Dyes: One dye factory used to make sulfur black with solid NaHS. They’d wait 60 minutes just for the reaction to get going steady. With 30% liquid NaHS? The “start-up time” dropped to 25 minutes. Total cycle time got 58% shorter. And since the liquid mixes so evenly, the dye color stays consistent. Batch-to-batch color differences went from 8% to just 2.3%—way fewer customer complaints.​

Pharma: A company making 4-methylpyridine-3-thiol (a key intermediate for isoniazid) used to get 72% yield with solid NaHS. Switch to liquid, and yield jumped to 89%. By-products are now under 0.5%, so purification takes 30% less time. The product purity hits 99.2%—solid only got them to 97.5%. And since you can measure liquid NaHS so precisely, there’s no overdoing it.
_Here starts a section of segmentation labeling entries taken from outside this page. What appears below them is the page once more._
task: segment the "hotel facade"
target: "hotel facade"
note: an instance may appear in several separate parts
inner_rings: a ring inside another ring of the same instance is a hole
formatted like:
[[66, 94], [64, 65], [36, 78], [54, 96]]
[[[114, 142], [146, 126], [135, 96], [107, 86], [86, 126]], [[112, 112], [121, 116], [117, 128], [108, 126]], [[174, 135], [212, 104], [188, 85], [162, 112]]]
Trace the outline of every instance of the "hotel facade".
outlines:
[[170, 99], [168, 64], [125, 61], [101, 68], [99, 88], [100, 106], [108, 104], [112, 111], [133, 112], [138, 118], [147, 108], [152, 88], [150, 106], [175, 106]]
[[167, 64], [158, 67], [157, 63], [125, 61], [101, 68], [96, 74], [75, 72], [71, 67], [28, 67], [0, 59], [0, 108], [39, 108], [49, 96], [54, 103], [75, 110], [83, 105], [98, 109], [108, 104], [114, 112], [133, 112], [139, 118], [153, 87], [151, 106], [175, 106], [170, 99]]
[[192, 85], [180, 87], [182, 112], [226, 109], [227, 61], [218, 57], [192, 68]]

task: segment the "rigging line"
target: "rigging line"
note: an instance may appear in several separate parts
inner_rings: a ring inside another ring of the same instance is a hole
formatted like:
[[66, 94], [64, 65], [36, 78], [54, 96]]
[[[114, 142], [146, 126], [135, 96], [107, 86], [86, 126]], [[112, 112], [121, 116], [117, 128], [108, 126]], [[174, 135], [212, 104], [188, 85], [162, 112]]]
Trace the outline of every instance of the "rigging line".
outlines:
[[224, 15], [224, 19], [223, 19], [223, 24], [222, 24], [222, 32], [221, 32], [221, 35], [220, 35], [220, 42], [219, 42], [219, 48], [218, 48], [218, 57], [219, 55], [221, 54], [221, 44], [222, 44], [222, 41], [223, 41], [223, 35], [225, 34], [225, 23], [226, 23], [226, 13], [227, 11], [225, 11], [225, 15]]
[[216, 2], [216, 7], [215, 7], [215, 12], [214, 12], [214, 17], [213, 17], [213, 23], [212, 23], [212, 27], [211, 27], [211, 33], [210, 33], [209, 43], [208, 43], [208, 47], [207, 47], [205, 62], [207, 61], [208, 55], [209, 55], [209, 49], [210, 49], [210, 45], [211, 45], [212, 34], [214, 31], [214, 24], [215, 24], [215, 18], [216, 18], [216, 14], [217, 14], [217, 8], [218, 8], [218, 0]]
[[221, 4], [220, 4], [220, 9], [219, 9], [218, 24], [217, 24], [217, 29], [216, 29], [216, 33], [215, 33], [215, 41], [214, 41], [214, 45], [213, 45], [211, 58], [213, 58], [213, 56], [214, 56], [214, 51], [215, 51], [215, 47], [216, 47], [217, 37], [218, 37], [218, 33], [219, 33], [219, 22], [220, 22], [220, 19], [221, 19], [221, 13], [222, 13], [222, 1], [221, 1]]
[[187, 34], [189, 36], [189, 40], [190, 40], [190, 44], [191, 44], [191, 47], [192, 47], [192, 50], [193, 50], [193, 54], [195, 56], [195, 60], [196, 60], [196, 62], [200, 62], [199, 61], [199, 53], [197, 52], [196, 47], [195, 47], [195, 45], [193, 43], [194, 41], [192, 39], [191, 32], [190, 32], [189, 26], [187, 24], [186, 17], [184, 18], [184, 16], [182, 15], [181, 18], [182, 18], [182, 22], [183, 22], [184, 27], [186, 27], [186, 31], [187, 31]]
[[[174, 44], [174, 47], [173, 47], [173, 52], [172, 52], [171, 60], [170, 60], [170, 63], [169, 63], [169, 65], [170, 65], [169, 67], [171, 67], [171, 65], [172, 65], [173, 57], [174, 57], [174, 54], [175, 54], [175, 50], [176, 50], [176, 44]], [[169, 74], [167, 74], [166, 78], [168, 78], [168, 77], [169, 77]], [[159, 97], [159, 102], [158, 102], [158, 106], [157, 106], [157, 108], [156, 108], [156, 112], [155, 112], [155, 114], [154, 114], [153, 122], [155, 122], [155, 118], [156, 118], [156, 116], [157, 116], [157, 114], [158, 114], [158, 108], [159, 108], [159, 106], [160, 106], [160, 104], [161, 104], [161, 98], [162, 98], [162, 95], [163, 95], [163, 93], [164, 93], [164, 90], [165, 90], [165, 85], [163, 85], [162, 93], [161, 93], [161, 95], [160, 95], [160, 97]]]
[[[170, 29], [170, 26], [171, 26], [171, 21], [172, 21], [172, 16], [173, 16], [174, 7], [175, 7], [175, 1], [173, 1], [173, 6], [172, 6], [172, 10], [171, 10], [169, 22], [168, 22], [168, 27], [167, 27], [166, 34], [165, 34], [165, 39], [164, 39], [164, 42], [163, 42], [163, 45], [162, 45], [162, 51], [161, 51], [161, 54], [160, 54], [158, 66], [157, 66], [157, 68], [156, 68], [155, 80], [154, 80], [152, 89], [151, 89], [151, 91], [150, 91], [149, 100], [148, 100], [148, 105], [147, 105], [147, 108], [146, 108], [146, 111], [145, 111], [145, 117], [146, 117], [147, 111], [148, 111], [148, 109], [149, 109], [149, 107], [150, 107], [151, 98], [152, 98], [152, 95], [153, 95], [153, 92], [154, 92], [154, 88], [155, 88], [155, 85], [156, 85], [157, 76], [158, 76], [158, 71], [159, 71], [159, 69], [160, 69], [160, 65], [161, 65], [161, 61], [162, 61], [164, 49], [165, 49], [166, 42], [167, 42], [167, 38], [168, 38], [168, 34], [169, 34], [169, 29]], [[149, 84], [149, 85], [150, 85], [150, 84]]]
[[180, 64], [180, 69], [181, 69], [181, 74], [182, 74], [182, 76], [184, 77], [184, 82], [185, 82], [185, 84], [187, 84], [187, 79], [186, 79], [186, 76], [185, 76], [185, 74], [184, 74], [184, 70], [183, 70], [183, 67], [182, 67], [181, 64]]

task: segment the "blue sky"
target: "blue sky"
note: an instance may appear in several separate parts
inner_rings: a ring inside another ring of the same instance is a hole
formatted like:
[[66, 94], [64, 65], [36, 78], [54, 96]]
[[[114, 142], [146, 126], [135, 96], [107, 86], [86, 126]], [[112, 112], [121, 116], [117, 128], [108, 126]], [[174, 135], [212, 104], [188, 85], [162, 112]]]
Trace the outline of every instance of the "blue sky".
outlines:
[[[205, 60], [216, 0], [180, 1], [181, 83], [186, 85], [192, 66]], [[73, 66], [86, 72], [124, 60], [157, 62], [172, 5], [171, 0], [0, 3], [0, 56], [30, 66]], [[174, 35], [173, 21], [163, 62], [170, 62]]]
That factory’s wastewater now has 22% less thiocyanate, so they handle 150 tons less hazardous waste each year.​

  1. Wastewater Treatment: Heavy Metals Gone in 15 Minutes​

Electroplating and smelting plants always fight heavy metal pollution in their wastewater—copper, mercury, cadmium, you name it. Liquid NaHS fixes that: it reacts with heavy metal ions to make insoluble sulfide precipitates, which pull the metals out of the water.​

One electroplating plant had wastewater with 150mg/L of copper. With solid NaHS, they waited 45 minutes to get it to meet discharge standards. But with 20% liquid NaHS? 15 minutes flat, and copper removal hit 99.8%. The effluent had less than 0.3mg/L of copper—way under GB 21900-2008 Class I standards. That’s three times faster.​

Cost-wise, it’s a no-brainer. They treat 1,000 tons of wastewater a day. With liquid NaHS, they use 0.8kg per ton—solid needed 1.2kg. That’s 33% less on chemicals. And they make 25% less sludge, so sludge disposal costs drop by around 600,000 RMB a year.